Bestaan ​​op een dieet dat alleen uit bloed bestaat, is iets dat geen enkel ander zoogdier kan doen
Overleven op bloed alleen is geen pretje. Maar een handvol genetische aanpassingen kunnen vampiervleermuizen hebben helpen evolueren om het enige zoogdier te worden waarvan bekend is dat het zich uitsluitend met het spul voedt.
Deze vleermuizen hebben een reeks fysiologische en gedragsstrategieën ontwikkeld om te leven op een dieet dat alleen uit bloed bestaat. Het genetische beeld achter dit bloedetende gedrag is echter nog steeds wazig. Maar 13 genen die de vleermuizen lijken te hebben verloren na verloop van tijd zou een deel van het gedrag ten grondslag kunnen liggen, rapporteren onderzoekers op 25 maart in wetenschappelijke vooruitgang.
“Soms kan het verliezen van genen in evolutionaire tijdsbestekken zelfs adaptief of gunstig zijn”, zegt Michael Hiller, een genomicus nu bij de Senckenberg Society for Nature Research in Frankfurt.
Hiller en zijn collega’s hebben het genetische instructieboek van de gewone vampier samengesteld (Desmodus rotundus) en vergeleek het met het genoom van 26 andere vleermuissoorten, waaronder zes uit dezelfde familie als vampiervleermuizen. Het team ging vervolgens op zoek naar genen in D. rotundus die ofwel geheel verloren waren gegaan of door mutaties waren geïnactiveerd.

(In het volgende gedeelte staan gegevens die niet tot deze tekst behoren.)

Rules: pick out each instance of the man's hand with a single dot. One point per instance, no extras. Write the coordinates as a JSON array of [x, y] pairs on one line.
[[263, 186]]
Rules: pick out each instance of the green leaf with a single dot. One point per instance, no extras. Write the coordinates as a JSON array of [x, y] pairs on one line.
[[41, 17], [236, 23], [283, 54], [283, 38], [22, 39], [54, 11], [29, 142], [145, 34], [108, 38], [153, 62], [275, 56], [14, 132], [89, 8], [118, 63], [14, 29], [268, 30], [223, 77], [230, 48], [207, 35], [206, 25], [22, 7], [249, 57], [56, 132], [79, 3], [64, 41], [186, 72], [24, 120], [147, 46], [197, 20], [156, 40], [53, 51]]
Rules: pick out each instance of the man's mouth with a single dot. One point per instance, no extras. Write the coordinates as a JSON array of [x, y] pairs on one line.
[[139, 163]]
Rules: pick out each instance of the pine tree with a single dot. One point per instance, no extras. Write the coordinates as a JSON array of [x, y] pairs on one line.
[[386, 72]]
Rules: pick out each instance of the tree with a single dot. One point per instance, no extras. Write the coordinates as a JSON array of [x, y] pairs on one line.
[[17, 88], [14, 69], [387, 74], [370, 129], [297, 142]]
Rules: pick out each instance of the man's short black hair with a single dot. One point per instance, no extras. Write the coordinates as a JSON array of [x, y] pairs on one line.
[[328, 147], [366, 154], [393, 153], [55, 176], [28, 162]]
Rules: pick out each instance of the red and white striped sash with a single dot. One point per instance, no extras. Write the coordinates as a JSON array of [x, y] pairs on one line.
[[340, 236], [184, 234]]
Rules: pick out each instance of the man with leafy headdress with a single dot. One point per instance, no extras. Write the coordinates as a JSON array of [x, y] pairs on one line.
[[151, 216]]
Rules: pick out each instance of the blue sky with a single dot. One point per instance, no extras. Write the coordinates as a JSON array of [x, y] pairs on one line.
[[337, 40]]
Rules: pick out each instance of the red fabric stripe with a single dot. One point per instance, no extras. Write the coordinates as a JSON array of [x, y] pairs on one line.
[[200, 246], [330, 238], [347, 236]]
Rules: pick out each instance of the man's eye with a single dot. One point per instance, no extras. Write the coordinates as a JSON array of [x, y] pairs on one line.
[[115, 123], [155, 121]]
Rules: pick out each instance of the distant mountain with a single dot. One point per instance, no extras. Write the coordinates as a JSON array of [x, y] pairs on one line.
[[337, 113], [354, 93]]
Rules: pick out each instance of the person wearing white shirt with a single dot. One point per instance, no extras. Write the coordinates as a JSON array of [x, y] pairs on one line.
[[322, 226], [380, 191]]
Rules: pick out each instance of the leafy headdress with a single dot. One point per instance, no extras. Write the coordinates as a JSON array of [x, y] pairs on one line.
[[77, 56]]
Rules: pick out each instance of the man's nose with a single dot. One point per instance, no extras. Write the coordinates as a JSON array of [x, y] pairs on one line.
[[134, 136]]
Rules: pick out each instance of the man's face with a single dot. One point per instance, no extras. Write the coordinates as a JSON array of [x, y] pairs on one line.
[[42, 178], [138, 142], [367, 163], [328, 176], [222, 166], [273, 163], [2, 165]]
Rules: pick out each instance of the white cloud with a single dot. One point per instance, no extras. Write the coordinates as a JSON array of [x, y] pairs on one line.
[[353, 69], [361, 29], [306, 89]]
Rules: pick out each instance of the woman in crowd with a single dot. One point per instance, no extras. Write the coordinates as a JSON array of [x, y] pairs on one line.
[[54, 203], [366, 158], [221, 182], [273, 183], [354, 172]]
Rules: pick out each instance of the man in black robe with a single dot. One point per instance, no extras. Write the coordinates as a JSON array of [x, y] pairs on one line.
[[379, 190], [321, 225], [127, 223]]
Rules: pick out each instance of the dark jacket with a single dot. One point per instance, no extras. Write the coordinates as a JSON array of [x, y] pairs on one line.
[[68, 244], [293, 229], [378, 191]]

Van de 13 ontbrekende genen, drie waren eerder gemeld bij vampiervleermuizen. Deze genen worden geassocieerd met zoete en bittere smaakreceptoren bij andere dieren, wat betekent dat vampiervleermuizen waarschijnlijk een verminderd smaakvermogen hebben – des te beter om bloed te drinken. De andere 10 verloren genen zijn nieuw geïdentificeerd in de vleermuizen en de onderzoekers stellen verschillende ideeën voor over hoe de afwezigheid van deze genen een bloedrijk dieet zou kunnen ondersteunen.
Sommige genen helpen om het insulinegehalte in het lichaam te verhogen en de ingenomen suiker om te zetten in een vorm die kan worden opgeslagen. Gezien het lage suikergehalte van bloed is dit verwerkings- en opslagsysteem mogelijk minder actief bij vampiervleermuizen en zijn de genen waarschijnlijk niet meer zo bruikbaar. Een ander gen is bij andere zoogdieren gekoppeld aan de productie van maagzuur, wat helpt bij het afbreken van vast voedsel. Dat gen is mogelijk verloren gegaan toen de maag van de vampier evolueerde om voornamelijk vloeistof op te slaan en te absorberen.
Een van de andere verloren genen remt de opname van ijzer in gastro-intestinale cellen. Bloed is laag in calorieën en toch rijk aan ijzer. Vampiervleermuizen moeten bij elke voeding tot 1,4 keer hun eigen gewicht drinken en daarbij een potentieel schadelijke hoeveelheid ijzer binnenkrijgen. Gastro-intestinale cellen worden regelmatig afgestoten in de darm van vampiervleermuizen, dus door dat gen te verliezen, kunnen de vleermuizen enorme hoeveelheden ijzer opnemen en snel uitscheiden om overbelasting te voorkomen – een idee dat door eerder onderzoek werd ondersteund.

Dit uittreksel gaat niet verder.